Thursday, January 7, 2010

Street Wise

I'm 61. So that means I grew up as a child in the 1950s. I was 12 in 1960 when JFK was elected President and 15 when he was assasinated. More people my age died in the Viet Nam War than any other sometime between their ages 17 and 25 years of age. I didn't have to go. I was lucky. I went to college instead in California.

However, I did grow up very blue collar even though my father won the highest grade in math and penmanship in the state of Washington when he was in junior High School sometime between ages 13 and 15. His father during the Great depression wouldn't let him go to college and become and electrical engineer so he became an Electrician and eventually an Electrical Contractor like his father, brother and even the youngest brother became an electrician and worked for their father until he died when his private plane crashed when he was 24.

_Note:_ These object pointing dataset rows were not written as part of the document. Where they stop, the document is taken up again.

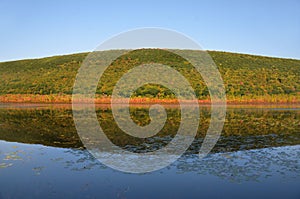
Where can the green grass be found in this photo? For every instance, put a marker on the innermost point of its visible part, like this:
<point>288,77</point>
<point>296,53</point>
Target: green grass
<point>245,76</point>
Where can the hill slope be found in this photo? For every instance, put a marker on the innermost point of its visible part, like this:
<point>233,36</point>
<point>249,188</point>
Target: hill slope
<point>245,76</point>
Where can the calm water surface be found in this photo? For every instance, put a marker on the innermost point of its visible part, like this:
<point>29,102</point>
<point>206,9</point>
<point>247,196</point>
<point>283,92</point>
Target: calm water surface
<point>257,156</point>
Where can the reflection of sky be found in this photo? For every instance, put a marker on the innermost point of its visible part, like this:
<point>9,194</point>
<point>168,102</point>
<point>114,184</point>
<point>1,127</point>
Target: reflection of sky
<point>39,171</point>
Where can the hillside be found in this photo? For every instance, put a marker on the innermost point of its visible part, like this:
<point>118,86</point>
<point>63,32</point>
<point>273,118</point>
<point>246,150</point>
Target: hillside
<point>245,76</point>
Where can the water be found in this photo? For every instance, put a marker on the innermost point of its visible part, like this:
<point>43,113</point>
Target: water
<point>257,156</point>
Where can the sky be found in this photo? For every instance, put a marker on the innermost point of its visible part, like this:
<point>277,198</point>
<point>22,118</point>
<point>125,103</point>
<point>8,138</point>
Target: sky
<point>32,29</point>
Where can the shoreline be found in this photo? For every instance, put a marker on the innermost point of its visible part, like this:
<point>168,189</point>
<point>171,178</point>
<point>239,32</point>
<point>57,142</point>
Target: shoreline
<point>67,99</point>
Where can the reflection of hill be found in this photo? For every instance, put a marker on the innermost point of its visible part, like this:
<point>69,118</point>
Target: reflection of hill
<point>244,128</point>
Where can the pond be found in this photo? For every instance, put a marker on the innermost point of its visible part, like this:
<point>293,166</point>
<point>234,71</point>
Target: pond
<point>257,156</point>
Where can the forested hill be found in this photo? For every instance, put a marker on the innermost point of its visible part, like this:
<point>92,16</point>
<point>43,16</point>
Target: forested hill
<point>245,76</point>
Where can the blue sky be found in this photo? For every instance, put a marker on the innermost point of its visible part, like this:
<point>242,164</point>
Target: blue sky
<point>40,28</point>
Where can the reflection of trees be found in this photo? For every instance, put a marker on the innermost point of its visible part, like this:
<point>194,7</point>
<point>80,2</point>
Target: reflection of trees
<point>244,128</point>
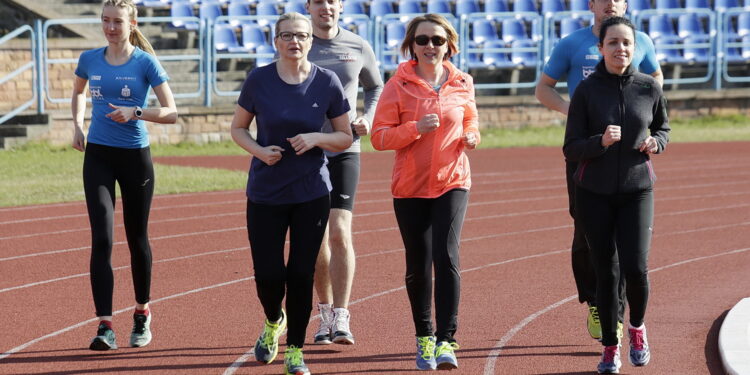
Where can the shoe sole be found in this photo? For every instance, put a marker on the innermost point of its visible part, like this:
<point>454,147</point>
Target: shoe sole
<point>101,345</point>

So, for me growing up I was Blue Collar because my Dad was an Electrical Contractor in Los Angeles County. Though my Dad was incredibly intelligent he resented wearing the khaki colored clothes of a workman every day. He wanted to be wearing a suit to work. However, I always thought he wouldn't ever have been happy working in an office and was actually more suited to outdoor work and Building than anything else because he was very physical in addition to being incredibly intelligent and always was in tip top physical shape even until his death in 1985 at age 69. My mother lived to 90. She was 3 years younger. She only had a high School education.

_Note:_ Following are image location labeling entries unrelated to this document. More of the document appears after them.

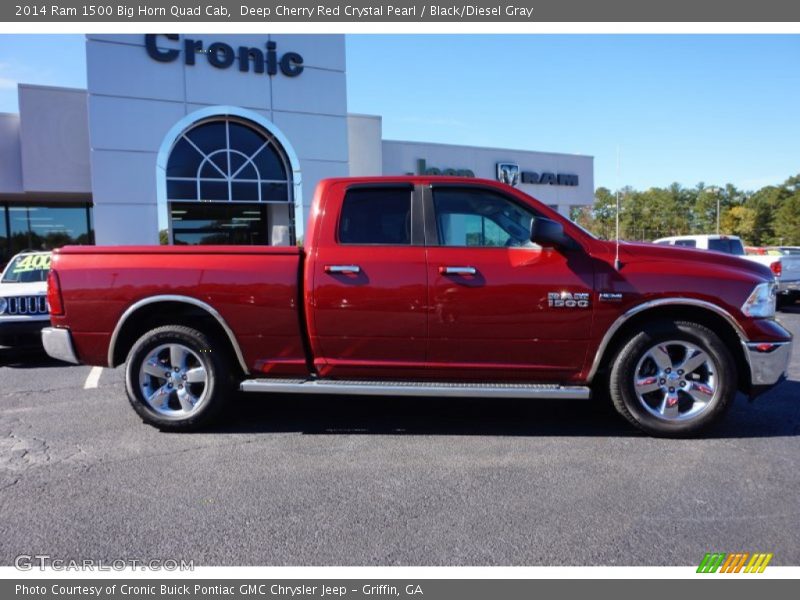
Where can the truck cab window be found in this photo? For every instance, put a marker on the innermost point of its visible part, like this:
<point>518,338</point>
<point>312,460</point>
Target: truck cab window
<point>480,218</point>
<point>376,216</point>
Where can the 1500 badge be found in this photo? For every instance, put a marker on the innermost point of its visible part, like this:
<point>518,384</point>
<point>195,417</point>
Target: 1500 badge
<point>568,300</point>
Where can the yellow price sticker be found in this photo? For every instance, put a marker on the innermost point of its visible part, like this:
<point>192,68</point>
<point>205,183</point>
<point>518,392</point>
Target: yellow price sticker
<point>32,262</point>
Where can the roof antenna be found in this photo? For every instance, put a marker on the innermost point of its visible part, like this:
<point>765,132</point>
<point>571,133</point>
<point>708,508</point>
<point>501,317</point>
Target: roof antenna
<point>617,263</point>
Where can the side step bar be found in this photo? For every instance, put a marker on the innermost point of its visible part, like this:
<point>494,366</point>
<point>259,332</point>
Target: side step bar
<point>415,388</point>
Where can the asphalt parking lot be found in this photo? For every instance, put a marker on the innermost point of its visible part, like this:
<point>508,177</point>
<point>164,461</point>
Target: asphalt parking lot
<point>333,481</point>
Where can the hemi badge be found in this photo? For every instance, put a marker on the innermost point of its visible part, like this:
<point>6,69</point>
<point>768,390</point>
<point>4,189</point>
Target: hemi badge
<point>610,297</point>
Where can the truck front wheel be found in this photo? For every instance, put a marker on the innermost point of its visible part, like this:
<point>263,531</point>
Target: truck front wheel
<point>673,379</point>
<point>176,379</point>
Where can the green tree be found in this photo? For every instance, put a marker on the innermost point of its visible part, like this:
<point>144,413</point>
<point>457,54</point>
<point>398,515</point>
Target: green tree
<point>739,220</point>
<point>786,224</point>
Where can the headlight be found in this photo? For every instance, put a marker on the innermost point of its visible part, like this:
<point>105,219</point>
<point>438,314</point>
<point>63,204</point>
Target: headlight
<point>761,302</point>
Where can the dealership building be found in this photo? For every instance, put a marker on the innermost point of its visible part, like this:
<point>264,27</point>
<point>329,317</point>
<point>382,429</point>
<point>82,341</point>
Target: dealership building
<point>197,139</point>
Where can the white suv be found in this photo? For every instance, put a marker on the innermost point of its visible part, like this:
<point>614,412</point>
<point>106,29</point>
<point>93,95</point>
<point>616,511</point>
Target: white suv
<point>23,299</point>
<point>785,267</point>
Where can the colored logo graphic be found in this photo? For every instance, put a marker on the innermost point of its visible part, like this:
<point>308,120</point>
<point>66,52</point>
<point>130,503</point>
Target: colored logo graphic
<point>743,562</point>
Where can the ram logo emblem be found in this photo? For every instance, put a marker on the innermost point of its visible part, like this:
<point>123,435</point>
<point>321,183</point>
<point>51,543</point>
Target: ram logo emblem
<point>568,299</point>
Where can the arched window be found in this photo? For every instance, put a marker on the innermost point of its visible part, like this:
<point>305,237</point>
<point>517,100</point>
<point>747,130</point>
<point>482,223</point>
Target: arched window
<point>228,181</point>
<point>227,159</point>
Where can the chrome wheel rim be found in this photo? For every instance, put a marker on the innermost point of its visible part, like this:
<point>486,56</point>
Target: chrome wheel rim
<point>173,381</point>
<point>676,381</point>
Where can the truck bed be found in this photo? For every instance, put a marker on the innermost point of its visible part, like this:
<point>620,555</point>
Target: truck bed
<point>254,289</point>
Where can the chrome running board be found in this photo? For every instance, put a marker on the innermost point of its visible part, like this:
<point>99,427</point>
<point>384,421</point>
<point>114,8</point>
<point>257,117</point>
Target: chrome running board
<point>415,388</point>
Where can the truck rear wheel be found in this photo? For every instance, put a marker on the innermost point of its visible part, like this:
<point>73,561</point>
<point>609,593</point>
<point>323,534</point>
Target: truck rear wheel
<point>673,379</point>
<point>176,379</point>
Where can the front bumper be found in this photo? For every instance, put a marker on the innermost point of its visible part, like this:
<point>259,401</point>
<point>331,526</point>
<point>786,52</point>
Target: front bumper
<point>769,362</point>
<point>58,344</point>
<point>21,331</point>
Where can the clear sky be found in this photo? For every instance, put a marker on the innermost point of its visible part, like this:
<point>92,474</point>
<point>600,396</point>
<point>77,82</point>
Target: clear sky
<point>710,108</point>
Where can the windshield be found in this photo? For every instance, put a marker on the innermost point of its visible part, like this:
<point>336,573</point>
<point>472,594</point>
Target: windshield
<point>727,245</point>
<point>27,268</point>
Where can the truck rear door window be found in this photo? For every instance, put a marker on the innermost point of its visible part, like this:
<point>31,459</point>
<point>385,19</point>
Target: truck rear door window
<point>728,246</point>
<point>480,218</point>
<point>376,216</point>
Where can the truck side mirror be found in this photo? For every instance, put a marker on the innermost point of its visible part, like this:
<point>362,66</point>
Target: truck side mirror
<point>547,232</point>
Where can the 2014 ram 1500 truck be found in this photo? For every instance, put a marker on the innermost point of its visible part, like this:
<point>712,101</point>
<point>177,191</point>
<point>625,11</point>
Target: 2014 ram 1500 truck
<point>425,286</point>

So I grew up Blue collar emotionally. Even though I consider myself intellectually white collar I am still blue collar in my bones and emotions. The survivability and common sense of a blue collar person I value above all else. I value the intelligence applied of making great choices that a college education can bring. But still I value most the common sense survival values of the Blue collar people that spawned me.

So the people I value the most come from humble blue collar beginnings but succeeded anyway. I value them because I watched so very many fall by the wayside of the Blue collar people I grew up with. Starting in my teens people drove their cars off cliffs racing, died while surfing, died in fires, overdosed on drugs, killed themselves fighting over a woman, or just killed themselves because of a woman or went to war to die with honor because of a woman. Between the ages of 12 and 30 I saw so many people I knew disappear and be gone forever.

So, because of all the ones I lost that I knew or knew of I honor most of all those who somehow by some miracle stayed alive and succeeded anyway. In this I honor myself for surviving all the BS of my life and staying alive and taking care of my kids no matter what happened in my life and standing by all my friends that stayed alive.

How did I survive when all the others didn't? This is a question I ask myself sometimes. There are so very many times when I almost died and then I always would say like my father taught me, "A Miss is as good as a mile!" That was my motto for a near death experience. I would simply laugh and move on. I have found this a lot harder to do after I was 45 however. By age 50 I had almost died from a heart virus for 7 months I at that time I couldn't find anyone else who had survived one. All I heard of was that people with a heart virus were fatalities.

I suppose the best answer the I have for surviving everything in my life is that God wanted me to. This is the best answer I have come up with yet.